In an unreplicated machine harvest trial planted in 2003 in Mt. Vernon, Wash., ‘Saanich’ was rated as one of the highest in suitability for machine harvesting, giving excellent fruit quality (Kempler and Daubeny, 2006). ‘Saanich’ was machine-harvested from unreplicated plots on 14 and 20 July 2006 and small samples (2–3 kg) were run through a commercial individual quick freeze (IQF) facility. The frozen fruit was free from broken and shattered fruit and was superior to that of the industry standards ‘Meeker’ and ‘Coho’. In large-scale grower trials in B.C., Wash., and Ore., ‘Saanich’ established itself quickly, was suited for mechanical harvesting, and produced high yield 1 year after planting of fruit suited for IQF that is firm and of high quality.

‘Saanich’ flowers are self-fertile, and the percentage of drupelets set under field conditions appears to be similar to that of ‘Qualicum’, ‘Malahat’, and ‘Meeker’, each of which is recognized for its high percentage of set (Daubeny, 1971; Daubeny and Kempler, 1995; Kempler and Daubeny, 2000).
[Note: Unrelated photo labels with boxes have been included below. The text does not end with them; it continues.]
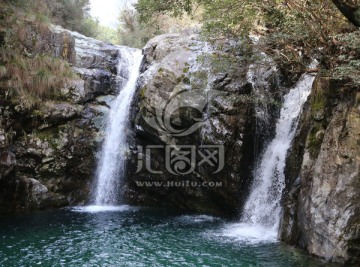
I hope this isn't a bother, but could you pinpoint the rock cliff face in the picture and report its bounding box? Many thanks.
[0,27,127,213]
[280,77,360,263]
[124,33,277,216]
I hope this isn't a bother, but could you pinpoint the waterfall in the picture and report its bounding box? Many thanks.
[242,71,315,232]
[222,68,315,243]
[94,49,142,205]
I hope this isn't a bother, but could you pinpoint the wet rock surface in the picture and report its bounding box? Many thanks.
[124,33,276,217]
[0,26,132,214]
[281,77,360,264]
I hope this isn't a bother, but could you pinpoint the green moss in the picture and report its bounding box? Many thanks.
[183,77,190,84]
[311,93,325,114]
[307,123,323,158]
[139,85,147,98]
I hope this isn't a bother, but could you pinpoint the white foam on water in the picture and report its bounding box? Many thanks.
[71,205,136,213]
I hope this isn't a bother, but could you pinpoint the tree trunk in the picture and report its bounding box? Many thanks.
[332,0,360,27]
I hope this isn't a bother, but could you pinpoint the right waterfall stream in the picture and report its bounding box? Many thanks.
[223,69,315,242]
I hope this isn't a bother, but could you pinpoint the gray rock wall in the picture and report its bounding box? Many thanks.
[280,77,360,263]
[0,26,128,214]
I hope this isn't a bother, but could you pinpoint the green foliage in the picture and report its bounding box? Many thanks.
[118,9,158,48]
[118,8,198,48]
[136,0,360,83]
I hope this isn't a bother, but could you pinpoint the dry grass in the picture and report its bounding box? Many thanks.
[0,48,74,108]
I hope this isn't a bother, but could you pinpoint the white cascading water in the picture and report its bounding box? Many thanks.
[222,66,315,243]
[94,49,142,206]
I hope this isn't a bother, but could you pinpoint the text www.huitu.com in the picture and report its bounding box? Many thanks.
[135,181,223,187]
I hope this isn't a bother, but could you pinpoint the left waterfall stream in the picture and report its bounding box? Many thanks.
[88,47,143,211]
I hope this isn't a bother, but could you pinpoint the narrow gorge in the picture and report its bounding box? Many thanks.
[0,1,360,267]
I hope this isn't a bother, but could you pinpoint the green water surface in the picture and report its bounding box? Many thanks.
[0,206,338,267]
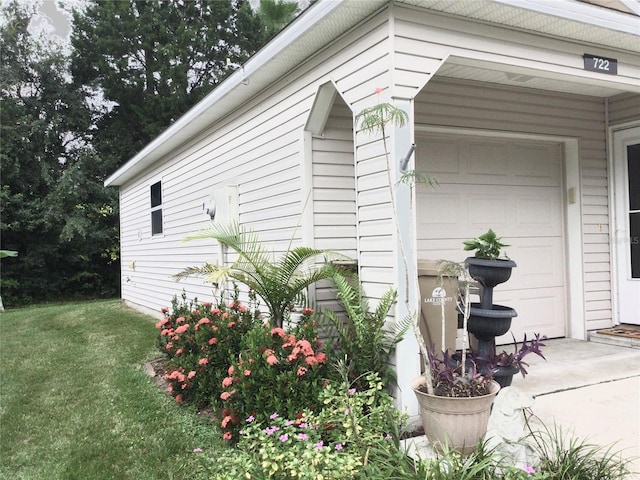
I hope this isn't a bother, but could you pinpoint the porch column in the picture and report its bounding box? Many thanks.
[392,98,420,423]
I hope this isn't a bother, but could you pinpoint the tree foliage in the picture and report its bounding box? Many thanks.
[71,0,265,169]
[0,2,118,305]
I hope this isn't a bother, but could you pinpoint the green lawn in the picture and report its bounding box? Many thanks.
[0,300,225,480]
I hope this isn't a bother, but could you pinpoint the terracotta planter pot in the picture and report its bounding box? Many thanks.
[410,377,500,454]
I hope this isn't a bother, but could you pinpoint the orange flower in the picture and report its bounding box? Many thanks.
[271,327,285,338]
[222,377,233,388]
[176,323,189,334]
[220,415,231,428]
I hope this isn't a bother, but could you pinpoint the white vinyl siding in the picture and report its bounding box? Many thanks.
[115,10,393,316]
[609,94,640,126]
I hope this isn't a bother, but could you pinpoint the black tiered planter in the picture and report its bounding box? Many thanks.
[465,257,518,358]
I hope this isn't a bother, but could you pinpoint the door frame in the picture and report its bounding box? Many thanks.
[414,124,587,340]
[607,120,640,325]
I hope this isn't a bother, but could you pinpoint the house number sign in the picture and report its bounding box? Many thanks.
[583,53,618,75]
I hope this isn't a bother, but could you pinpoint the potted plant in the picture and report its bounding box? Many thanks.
[463,229,516,308]
[477,333,547,388]
[411,262,500,454]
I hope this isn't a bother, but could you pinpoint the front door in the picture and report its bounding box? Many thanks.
[613,127,640,325]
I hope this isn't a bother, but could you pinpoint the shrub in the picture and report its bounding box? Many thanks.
[220,309,329,440]
[156,292,260,407]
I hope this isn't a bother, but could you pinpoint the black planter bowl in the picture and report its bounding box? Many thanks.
[464,257,517,288]
[467,303,518,340]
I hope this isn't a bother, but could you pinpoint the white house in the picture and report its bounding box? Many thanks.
[105,0,640,411]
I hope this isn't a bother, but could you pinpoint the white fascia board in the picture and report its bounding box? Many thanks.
[494,0,640,35]
[104,0,344,187]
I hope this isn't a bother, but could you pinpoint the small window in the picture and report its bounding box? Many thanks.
[151,182,162,235]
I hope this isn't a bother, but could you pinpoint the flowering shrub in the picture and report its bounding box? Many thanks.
[220,309,330,440]
[237,413,362,480]
[156,294,260,406]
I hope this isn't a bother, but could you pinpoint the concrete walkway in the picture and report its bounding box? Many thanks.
[408,339,640,480]
[512,339,640,479]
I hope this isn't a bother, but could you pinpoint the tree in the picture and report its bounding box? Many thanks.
[258,0,300,39]
[71,0,265,170]
[0,1,119,304]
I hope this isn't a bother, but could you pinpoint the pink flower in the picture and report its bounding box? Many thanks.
[220,415,231,428]
[176,323,189,334]
[271,327,285,338]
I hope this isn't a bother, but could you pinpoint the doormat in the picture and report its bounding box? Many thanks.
[598,325,640,340]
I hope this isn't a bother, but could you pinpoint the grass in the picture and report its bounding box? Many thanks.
[0,300,226,480]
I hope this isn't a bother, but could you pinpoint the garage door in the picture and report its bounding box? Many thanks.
[416,134,567,343]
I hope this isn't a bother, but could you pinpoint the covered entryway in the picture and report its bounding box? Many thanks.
[612,127,640,325]
[416,129,568,343]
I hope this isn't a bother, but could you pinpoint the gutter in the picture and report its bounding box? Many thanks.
[104,0,356,187]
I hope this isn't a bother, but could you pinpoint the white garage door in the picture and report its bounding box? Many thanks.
[416,134,566,343]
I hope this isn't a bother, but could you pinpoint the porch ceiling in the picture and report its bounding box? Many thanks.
[436,58,640,98]
[105,0,640,186]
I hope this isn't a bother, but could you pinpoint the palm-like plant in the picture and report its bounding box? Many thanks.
[175,223,333,327]
[320,270,412,389]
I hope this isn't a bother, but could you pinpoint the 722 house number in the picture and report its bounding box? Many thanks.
[583,54,618,75]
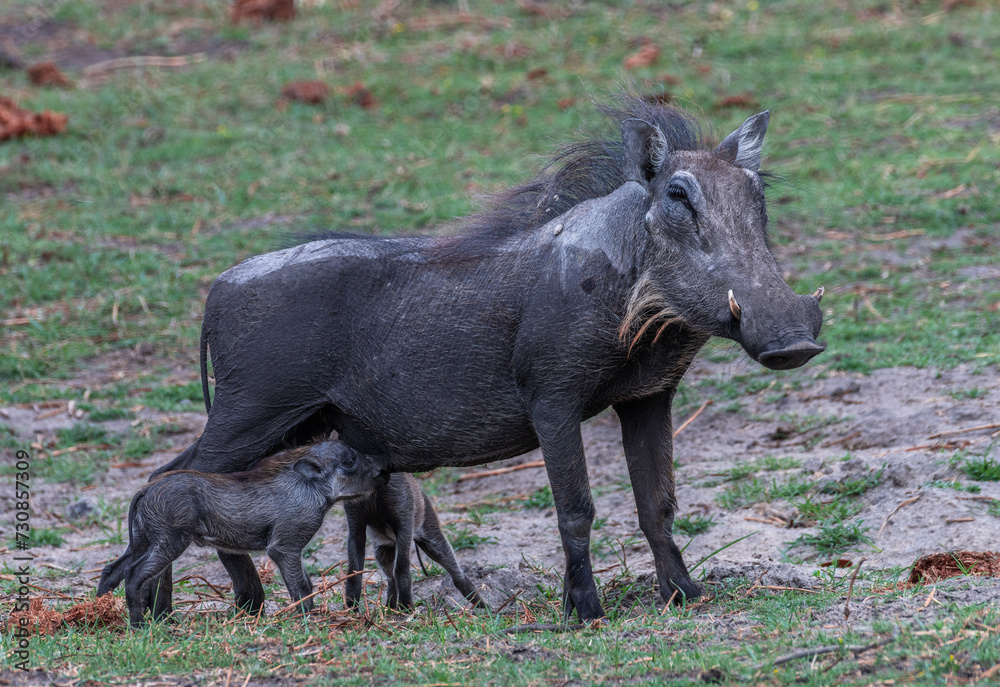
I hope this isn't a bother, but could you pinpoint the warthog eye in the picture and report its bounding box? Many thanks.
[667,184,687,201]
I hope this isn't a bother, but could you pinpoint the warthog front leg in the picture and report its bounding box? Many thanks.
[532,409,604,622]
[615,390,701,601]
[344,502,368,608]
[414,495,488,608]
[267,546,313,613]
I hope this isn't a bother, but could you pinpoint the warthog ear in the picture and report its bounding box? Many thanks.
[715,110,771,172]
[622,118,670,186]
[292,456,323,479]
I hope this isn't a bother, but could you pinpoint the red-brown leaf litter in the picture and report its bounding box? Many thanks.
[910,551,1000,584]
[7,594,125,635]
[281,81,330,105]
[0,96,69,142]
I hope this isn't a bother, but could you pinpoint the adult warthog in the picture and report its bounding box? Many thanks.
[160,97,823,620]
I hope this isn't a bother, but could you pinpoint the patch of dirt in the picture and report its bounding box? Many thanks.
[0,360,1000,613]
[27,62,73,88]
[229,0,295,24]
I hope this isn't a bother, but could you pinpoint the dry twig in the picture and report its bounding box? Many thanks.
[927,422,1000,439]
[756,626,899,670]
[844,558,867,620]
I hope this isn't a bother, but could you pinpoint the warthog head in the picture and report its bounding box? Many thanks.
[622,112,824,370]
[292,441,389,504]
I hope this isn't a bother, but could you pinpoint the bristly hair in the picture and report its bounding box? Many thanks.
[459,92,706,241]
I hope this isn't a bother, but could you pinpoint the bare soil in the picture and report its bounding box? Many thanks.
[0,358,1000,612]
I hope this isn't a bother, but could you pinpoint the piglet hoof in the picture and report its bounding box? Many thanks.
[660,578,701,606]
[465,592,490,611]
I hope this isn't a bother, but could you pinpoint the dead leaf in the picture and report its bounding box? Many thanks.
[28,62,73,88]
[281,81,330,105]
[229,0,295,24]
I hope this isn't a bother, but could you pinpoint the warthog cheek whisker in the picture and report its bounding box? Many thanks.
[729,289,742,322]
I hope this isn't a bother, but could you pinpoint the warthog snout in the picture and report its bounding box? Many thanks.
[757,341,826,370]
[728,287,826,370]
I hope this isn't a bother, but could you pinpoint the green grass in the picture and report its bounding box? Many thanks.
[0,0,1000,685]
[926,479,983,494]
[789,520,874,555]
[961,456,1000,482]
[0,0,1000,400]
[820,469,883,496]
[444,523,497,551]
[31,527,66,548]
[5,573,1000,686]
[715,476,815,510]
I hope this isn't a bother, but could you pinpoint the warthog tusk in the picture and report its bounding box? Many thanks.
[729,289,741,320]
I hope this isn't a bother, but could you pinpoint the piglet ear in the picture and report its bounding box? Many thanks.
[715,110,771,172]
[292,456,323,479]
[622,118,670,186]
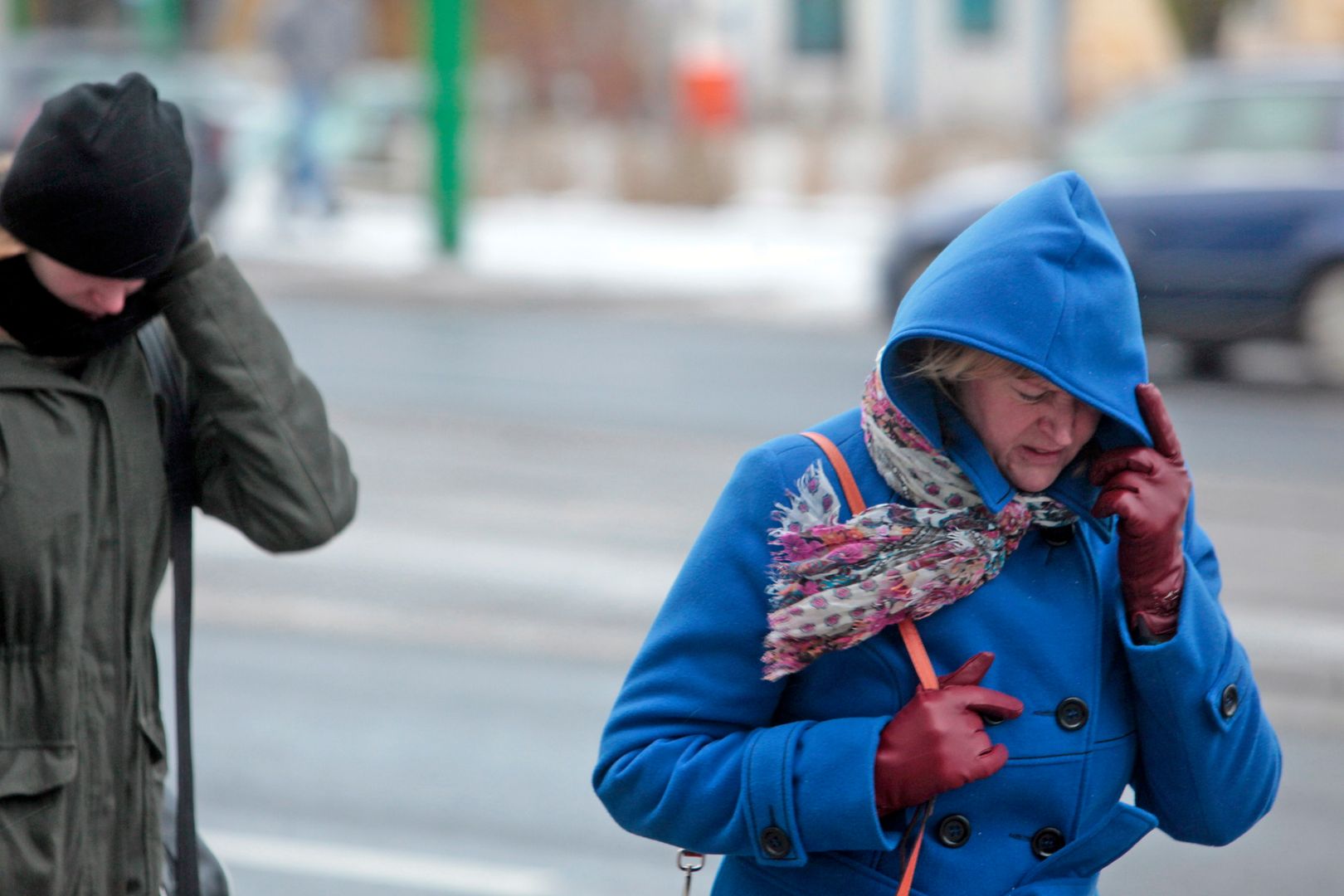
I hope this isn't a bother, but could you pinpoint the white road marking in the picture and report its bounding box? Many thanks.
[206,830,559,896]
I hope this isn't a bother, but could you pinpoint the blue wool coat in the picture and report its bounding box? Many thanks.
[594,173,1279,896]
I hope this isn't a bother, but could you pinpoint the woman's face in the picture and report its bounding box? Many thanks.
[28,251,145,319]
[957,373,1101,492]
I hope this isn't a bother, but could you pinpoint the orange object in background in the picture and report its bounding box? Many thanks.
[676,58,741,130]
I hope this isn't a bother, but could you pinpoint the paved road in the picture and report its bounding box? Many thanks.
[168,268,1344,896]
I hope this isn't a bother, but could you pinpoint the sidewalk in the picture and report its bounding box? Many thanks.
[212,178,895,323]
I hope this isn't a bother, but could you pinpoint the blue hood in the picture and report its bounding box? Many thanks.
[879,172,1152,519]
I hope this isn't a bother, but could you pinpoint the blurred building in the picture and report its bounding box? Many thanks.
[7,0,1344,202]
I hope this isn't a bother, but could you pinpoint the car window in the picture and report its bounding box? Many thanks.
[1201,94,1339,153]
[1063,100,1207,173]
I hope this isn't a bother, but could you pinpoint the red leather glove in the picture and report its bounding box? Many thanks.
[1091,382,1190,642]
[874,653,1021,816]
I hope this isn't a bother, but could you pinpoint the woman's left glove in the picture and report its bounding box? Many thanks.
[1090,382,1190,642]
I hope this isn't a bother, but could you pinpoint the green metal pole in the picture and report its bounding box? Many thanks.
[5,0,32,33]
[425,0,472,252]
[136,0,182,52]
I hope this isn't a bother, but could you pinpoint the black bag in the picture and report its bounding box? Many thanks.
[136,316,230,896]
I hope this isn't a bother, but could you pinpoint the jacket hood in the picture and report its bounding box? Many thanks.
[879,172,1152,519]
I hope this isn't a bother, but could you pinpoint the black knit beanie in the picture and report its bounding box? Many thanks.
[0,72,191,280]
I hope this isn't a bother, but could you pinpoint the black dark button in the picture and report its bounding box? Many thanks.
[761,825,793,859]
[934,816,971,849]
[1055,697,1088,731]
[1031,827,1064,859]
[1040,523,1074,548]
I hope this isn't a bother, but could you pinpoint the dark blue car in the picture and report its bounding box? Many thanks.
[883,65,1344,386]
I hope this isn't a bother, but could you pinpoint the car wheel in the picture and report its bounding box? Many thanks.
[1303,265,1344,387]
[1186,343,1227,380]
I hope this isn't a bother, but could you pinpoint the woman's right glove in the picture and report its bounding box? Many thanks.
[874,653,1021,816]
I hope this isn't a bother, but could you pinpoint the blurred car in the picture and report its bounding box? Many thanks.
[882,61,1344,386]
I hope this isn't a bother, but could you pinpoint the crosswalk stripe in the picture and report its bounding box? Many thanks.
[206,830,558,896]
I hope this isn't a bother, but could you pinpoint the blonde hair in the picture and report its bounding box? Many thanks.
[900,338,1038,403]
[0,153,28,261]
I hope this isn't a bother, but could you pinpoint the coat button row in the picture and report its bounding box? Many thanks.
[1040,525,1074,548]
[934,816,971,849]
[1031,827,1064,859]
[934,816,1066,859]
[1055,697,1088,731]
[761,825,793,859]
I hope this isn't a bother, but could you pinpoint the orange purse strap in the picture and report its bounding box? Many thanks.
[802,431,938,896]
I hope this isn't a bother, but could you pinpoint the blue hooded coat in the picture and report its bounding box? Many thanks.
[594,173,1281,896]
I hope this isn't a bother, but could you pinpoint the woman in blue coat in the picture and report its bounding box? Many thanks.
[594,173,1279,896]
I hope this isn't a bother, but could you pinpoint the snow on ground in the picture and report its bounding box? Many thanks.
[214,168,894,319]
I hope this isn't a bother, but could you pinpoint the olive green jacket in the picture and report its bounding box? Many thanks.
[0,241,356,896]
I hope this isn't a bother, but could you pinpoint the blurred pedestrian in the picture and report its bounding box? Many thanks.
[0,74,356,896]
[594,173,1281,896]
[270,0,368,215]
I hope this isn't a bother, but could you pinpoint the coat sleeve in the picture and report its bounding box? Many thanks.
[158,241,356,551]
[592,447,897,865]
[1117,491,1282,846]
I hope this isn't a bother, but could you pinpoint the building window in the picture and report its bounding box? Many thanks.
[957,0,999,35]
[793,0,844,55]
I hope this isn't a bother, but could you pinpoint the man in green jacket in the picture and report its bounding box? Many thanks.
[0,75,356,896]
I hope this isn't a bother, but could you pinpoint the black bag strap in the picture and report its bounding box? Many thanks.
[136,320,200,896]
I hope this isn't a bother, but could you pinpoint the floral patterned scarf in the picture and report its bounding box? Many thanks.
[762,371,1077,681]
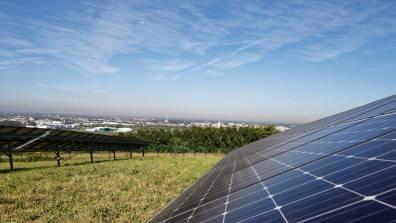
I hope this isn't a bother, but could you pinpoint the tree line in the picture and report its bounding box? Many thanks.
[120,125,278,153]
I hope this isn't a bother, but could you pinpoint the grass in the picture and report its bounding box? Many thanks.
[0,153,222,222]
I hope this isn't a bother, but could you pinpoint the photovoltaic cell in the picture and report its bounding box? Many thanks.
[150,96,396,222]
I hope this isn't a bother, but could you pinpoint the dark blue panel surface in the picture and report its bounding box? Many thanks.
[151,96,396,223]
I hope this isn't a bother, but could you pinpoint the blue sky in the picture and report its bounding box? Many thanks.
[0,0,396,122]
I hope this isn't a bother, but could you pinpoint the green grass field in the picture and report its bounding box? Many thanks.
[0,153,223,222]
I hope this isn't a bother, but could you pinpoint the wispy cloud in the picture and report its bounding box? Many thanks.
[0,0,396,79]
[36,83,109,96]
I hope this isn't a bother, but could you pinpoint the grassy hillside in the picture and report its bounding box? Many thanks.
[0,153,222,222]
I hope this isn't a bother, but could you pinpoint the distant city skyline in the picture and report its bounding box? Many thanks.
[0,0,396,123]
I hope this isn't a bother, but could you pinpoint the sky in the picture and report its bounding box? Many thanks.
[0,0,396,123]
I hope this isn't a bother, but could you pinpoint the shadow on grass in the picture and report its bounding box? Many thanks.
[0,157,144,174]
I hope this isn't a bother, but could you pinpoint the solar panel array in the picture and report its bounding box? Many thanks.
[150,95,396,223]
[0,126,148,152]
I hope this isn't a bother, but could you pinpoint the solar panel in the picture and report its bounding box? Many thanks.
[0,126,149,170]
[150,95,396,222]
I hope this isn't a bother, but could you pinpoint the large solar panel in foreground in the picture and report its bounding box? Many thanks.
[151,95,396,223]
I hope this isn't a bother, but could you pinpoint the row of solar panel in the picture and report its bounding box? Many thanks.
[0,126,148,152]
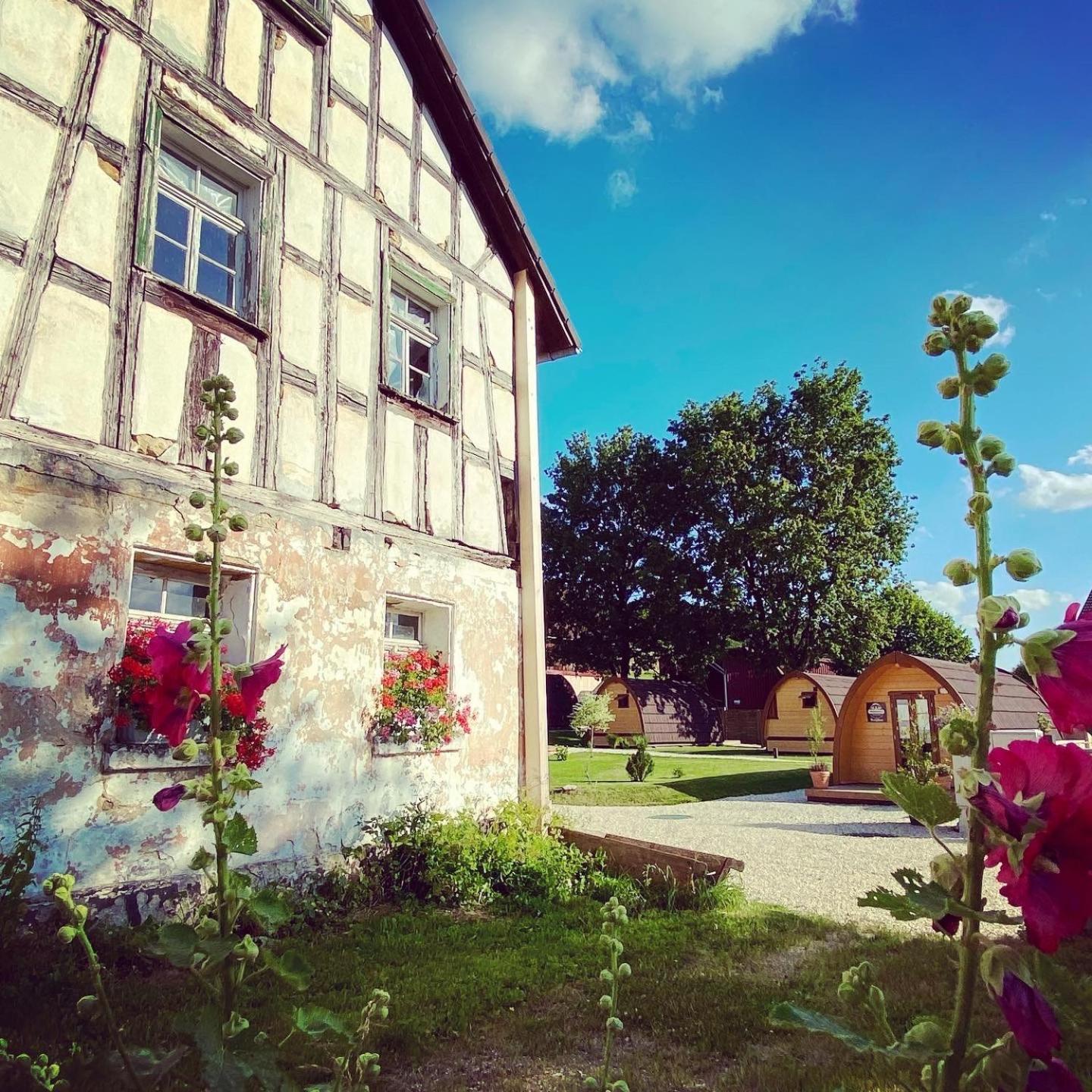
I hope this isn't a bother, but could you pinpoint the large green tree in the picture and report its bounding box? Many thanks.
[543,427,685,675]
[666,362,914,668]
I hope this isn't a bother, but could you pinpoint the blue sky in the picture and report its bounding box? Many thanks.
[434,0,1092,655]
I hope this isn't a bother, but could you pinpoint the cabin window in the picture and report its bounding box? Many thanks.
[152,146,246,311]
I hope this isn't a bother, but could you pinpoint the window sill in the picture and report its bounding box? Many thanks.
[143,270,268,347]
[102,742,208,774]
[379,383,459,428]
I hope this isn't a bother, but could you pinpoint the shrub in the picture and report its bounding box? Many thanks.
[626,736,656,781]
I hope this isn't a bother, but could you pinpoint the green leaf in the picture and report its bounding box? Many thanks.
[880,771,959,830]
[224,811,258,857]
[293,1005,353,1042]
[246,888,291,933]
[262,948,315,990]
[149,921,199,968]
[857,868,1021,925]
‘Saanich’ is vigorous, producing canes that have an upright habit and cane diameter that is similar to other commercial cultivars (data not shown). The average numbers of nodes per floricane is 28 compared with 23, 25, 26, 27, and 27 for ‘Cowichan’, ‘Tulameen’, ‘Qualicum’, ‘Chemainus’, and ‘Meeker’, respectively. ‘Saanich’ produced 52 g of dry matter of primocane compared with ‘Chemainus’, ‘Tulameen’, ‘Meeker’, and ‘Qualicum’, which produced 104, 97, 89, and 49 g, respectively. ‘Saanich’ produced 15 primocanes per hill compared with ‘Chemainus’, ‘Meeker’, ‘Tulameen’, and ‘Qualicum’, which produced 22, 14, 11, and 10, respectively (data not presented). ‘Saanich’ floricanes are straight and strong with short internodes and thinner canes than ‘Tulameen’, ‘Qualicum’, ‘Cowichan’, and ‘Chemainus’ but similar to those of ‘Malahat’ and ‘Meeker’. Bark color is dark grey to light brown, which is darker than ‘Meeker’, and with some basal cracking. Spines are light grey in color on the lower 40 cm of the cane but very sparse acropetally.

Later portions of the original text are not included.